O tema vai ser abordado no dia 28 de fevereiro, Dia Mundial das Doenças Raras, na conferência “Doenças Raras – Mais do que pode imaginar”, que vai decorrer em formato presencial no Auditório do Hospital Doutor José Maria Grande, ULS do Alto Alentejo, em Portalegre, entre as 10h00 e as 16h15, e que pode também ser acompanhado online.
“O Plano de Ação para as Doenças Raras é composto por um eixo principal e quatro pilares, para os quais existem várias perguntas, que é a forma de medirmos a execução deste plano. Quem o vai fazer é a Comissão de Acompanhamento.

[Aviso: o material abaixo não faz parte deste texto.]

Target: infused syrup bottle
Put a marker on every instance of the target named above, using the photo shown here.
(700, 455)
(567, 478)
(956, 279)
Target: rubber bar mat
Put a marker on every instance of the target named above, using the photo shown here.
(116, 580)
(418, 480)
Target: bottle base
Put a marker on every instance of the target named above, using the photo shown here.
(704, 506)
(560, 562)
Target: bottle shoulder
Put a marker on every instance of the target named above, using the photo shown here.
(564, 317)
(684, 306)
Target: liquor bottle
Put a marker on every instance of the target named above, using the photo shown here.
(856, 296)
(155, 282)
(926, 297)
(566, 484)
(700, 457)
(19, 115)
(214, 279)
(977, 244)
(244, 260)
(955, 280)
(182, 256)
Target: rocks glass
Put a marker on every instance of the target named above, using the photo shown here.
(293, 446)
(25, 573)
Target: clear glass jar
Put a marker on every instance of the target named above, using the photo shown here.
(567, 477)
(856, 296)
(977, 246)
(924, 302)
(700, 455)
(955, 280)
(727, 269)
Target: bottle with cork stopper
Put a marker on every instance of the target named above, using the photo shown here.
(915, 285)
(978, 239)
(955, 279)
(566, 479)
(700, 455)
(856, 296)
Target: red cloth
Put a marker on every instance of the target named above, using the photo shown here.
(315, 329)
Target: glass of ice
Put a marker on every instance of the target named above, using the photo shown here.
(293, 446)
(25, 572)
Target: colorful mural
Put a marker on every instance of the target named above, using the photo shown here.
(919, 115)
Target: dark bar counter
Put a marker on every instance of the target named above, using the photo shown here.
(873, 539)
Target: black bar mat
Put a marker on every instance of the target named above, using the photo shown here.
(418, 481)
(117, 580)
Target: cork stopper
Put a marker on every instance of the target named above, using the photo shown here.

Mas sem esta, isso não acontece”, refere Paulo Gonçalves, que alerta para a necessidade, o mais depressa possível, de implementação das medidas que integram este plano, consideradas essenciais.
No encontro de dia 28, organização liderada pelo Instituto Nacional de Saúde Doutor Ricardo Jorge (INSA), enquanto coordenador do “National Mirror Group” da parceria europeia “European Rare Diseases Research Alliance” (ERDERA), em conjunto com várias organizações, entre as quais a RD-Portugal, vai ser debatida uma perspetiva mais local e regional sobre o acompanhamento das pessoas com doenças raras, mas o evento vai também proporcionar um olhar internacional, sem esquecer a perspetiva do doente.
Neste Dia Mundial das Doenças Raras, e para dar visibilidade a quem raramente é visto, a RD-Portugal vai também iluminar monumentos nacionais.
Mais do que pode imaginar
Para quem vive com doença rara, os desafios são muito mais do que se pode imaginar e, além daqueles associados ao diagnóstico, que continua, em muitos casos, a tardar, “para a generalidade das doenças raras o grande desafio por detrás da investigação é encontrar as pessoas para participarem nos ensaios clínicos”, explica Paulo Gonçalves.
A boa notícia é que as coisas estão a mudar. A tecnologia, aliada à digitalização, tem permitido a criação de registos que tornam mais fácil a identificação dos doentes para fins de investigação. E estão na calha também, confirma Paulo Gonçalves, “alteração dos modelos de financiamento da investigação, o que se vai traduzir em maior transparência”, e ainda “novas regras para a aprovação dos medicamentos”, que vão encurtar os tempos de resposta e de acesso pelos doentes.
Apesar de poderem parecer distantes, as doenças raras são mais prevalentes do que se pode imaginar, com 5% da população mundial afetada em algum momento da sua vida. São doenças com impacto em quem vive com o diagnóstico, mas também nas suas famílias, nos locais de trabalho e comunidades inteiras, o que se traduz em desafios médicos, sociais e económicos complexos.
Não só os doentes podem ter de esperar anos por um diagnóstico preciso, como mais de 95% das doenças raras não têm terapêuticas aprovadas, deixando os doentes com poucas soluções médicas. A tudo isto juntam-se ainda as desigualdades no acesso à saúde.